I was lucky enough to spend 4 years living in the future, not just in 2022, but also 2024 and 2025. It’s a lot to take in, as you might imagine, and although I know there are plenty of doubters out there, some people will always be sure that what I experienced wasn’t real. I’ve taken all the lessons I learned from being ahead of my time and written them down here so anyone can benefit from what I learned over those four years. Here are 7 things I learned from being ahead of my time.
1) My Story
These last few years have taught me a lot about how we think about, build, and trust technology. What’s more, it has given me valuable insight into the way in which information spreads—in all its forms. Just as importantly, I’ve learned that time is an incredibly subjective thing—so much so that our shared memory of events can be so different from what actually happened. In many ways, it reminds me of a larger philosophical question: If a tree falls in a forest and no one is around to hear it fall… did it really fall? But even if you aren’t convinced of these other reasons for learning to code, there is one overwhelming reason why you should learn to code now You need it to get a job.
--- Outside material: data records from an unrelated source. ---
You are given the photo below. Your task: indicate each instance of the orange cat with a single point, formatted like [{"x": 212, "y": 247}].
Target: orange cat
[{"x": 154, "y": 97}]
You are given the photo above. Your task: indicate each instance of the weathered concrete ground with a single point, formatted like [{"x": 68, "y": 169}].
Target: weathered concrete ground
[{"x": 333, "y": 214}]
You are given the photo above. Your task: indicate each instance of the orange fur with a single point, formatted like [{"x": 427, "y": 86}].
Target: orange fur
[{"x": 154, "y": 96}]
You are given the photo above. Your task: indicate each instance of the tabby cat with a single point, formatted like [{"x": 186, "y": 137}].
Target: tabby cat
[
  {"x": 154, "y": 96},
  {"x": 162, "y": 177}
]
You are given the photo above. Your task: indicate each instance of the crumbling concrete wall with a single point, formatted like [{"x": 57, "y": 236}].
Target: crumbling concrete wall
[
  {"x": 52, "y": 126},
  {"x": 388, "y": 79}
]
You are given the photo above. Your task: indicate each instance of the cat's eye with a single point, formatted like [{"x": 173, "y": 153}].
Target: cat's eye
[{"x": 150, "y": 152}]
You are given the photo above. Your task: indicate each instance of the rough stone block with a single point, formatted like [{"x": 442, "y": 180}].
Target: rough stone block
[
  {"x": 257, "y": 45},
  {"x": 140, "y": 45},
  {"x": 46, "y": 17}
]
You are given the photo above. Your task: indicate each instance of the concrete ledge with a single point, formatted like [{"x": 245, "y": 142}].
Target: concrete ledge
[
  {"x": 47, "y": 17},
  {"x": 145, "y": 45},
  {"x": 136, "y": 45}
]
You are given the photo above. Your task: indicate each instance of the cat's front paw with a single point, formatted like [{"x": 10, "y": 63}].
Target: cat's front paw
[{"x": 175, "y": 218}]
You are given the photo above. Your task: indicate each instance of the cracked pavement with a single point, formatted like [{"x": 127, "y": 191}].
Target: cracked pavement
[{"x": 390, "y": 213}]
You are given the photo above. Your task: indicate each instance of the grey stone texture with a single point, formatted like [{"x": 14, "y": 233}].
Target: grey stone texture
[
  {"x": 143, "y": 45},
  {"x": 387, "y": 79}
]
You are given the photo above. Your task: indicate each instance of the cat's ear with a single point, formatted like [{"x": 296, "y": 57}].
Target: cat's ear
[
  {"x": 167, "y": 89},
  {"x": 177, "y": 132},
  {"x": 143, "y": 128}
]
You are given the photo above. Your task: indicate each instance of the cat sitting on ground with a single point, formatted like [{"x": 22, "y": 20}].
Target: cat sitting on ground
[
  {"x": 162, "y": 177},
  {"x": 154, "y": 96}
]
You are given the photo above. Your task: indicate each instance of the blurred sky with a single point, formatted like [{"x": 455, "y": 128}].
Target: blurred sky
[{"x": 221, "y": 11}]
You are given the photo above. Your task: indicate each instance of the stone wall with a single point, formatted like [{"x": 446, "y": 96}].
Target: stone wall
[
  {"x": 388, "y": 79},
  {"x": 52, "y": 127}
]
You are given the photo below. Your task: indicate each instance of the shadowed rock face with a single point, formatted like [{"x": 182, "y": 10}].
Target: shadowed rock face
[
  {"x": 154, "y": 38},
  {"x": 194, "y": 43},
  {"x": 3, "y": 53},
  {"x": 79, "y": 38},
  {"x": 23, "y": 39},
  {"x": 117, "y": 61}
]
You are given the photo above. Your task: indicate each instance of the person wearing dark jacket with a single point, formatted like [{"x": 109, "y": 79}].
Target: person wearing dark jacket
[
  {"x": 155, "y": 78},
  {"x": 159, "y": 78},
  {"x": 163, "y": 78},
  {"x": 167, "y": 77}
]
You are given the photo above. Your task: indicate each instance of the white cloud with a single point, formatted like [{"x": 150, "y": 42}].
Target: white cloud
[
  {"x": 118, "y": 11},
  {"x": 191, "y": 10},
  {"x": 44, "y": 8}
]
It doesn’t matter if you want to be a designer or an engineer or something else entirely; every company needs coders right now. And they need them yesterday.
2) Why you need to be willing to change everything
The most important lesson from 2021 is that nothing stays constant. If you’re not willing to adapt to change, your business will be left behind. Don’t get too comfortable with what you have—life is for growing and improving, not settling for complacency. Keep challenging yourself and others around you. Be humble enough to admit when you make a mistake or are wrong about something; but also be confident enough to stand your ground when it matters most. And above all else, don’t let fear of failure stop you from trying new things. You never know where those new experiences might take you.
3) The power of good habits
There are two things you can control about your life: how you react to what happens to you and what you put into your body. If you want to live a good life, focus on those two things. In 2022, I’m not going to lie and say my habits will be perfect—but when times get tough, or if something difficult happens in my personal or professional life, it will be easier for me to figure out how to fix things if all of my bad habits aren’t debilitating me in every aspect of my life. It’s hard to change your entire routine and identity overnight; take small steps each day and try not be too hard on yourself when slip-ups happen. When they do happen, stop and reflect before continuing on with your bad habits.
4) Wealth isn’t everything, but it makes everything easier
There’s a lot of pressure these days to be wealthy, but it’s not an end goal in and of itself. Still, wealth is a tool that helps with everything else. From freeing up time and energy to provide for our families better to having money to give back when we can to help others, wealth isn’t about numbers; it’s about freedom. Of course, gaining that freedom takes hard work and sacrifice—but sometimes you have no choice. My wife and I lived paycheck-to-paycheck for a long time and always felt like we were on shaky ground financially.
5) Do what you love
This is a big one. Too many people, especially in their younger years, do what they think they should do, rather than what they actually want to do. Always keep in mind that there’s no shame in working for someone else for a time—the important thing is to pursue your passions and work hard to make them come true. My foray into politics has been an amazing learning experience, even if it didn’t exactly turn out as planned. Ultimately, whatever you do should be something you enjoy; after all, who wants to spend 40 hours per week doing something they hate?
6) Money is just paper
Look around you. The world is a lot more digital than it used to be, but there’s no sign that paper money is going away anytime soon. We still have bills and coins in our wallets; we go to bank branches and use ATMs for cash withdrawals; we buy gas with credit cards. But what about all those newfangled currencies like bitcoin, Facebook credits, and gift cards? Are they real money? Is that $10 in your pocket actually worth $10? Or has money become more of an idea than an actual thing? Financial guru Jason Riley has a few ideas on why today’s dollars are worth just as much—or as little—as yesterday’s dollars.
7) Relationships are life
Life is about experiences and relationships. It’s about connections that strengthen you as a person, lessons you learn because of those connections, and moments that bring them to life. We need people to challenge us, support us, help us grow into better versions of ourselves. The more good relationships we have in our lives—whether it’s with family or friends or coworkers—the richer we become both individually and as a society. This isn’t just idealistic talk; there’s real science behind it all. As neuroscientist Alex Korb notes in his book The Upward Spiral: Using Neuroscience to Reverse the Course of Depression, One Small Change at a Time , Humans are built for relationships. You can’t be happy without having solid relationships with other people.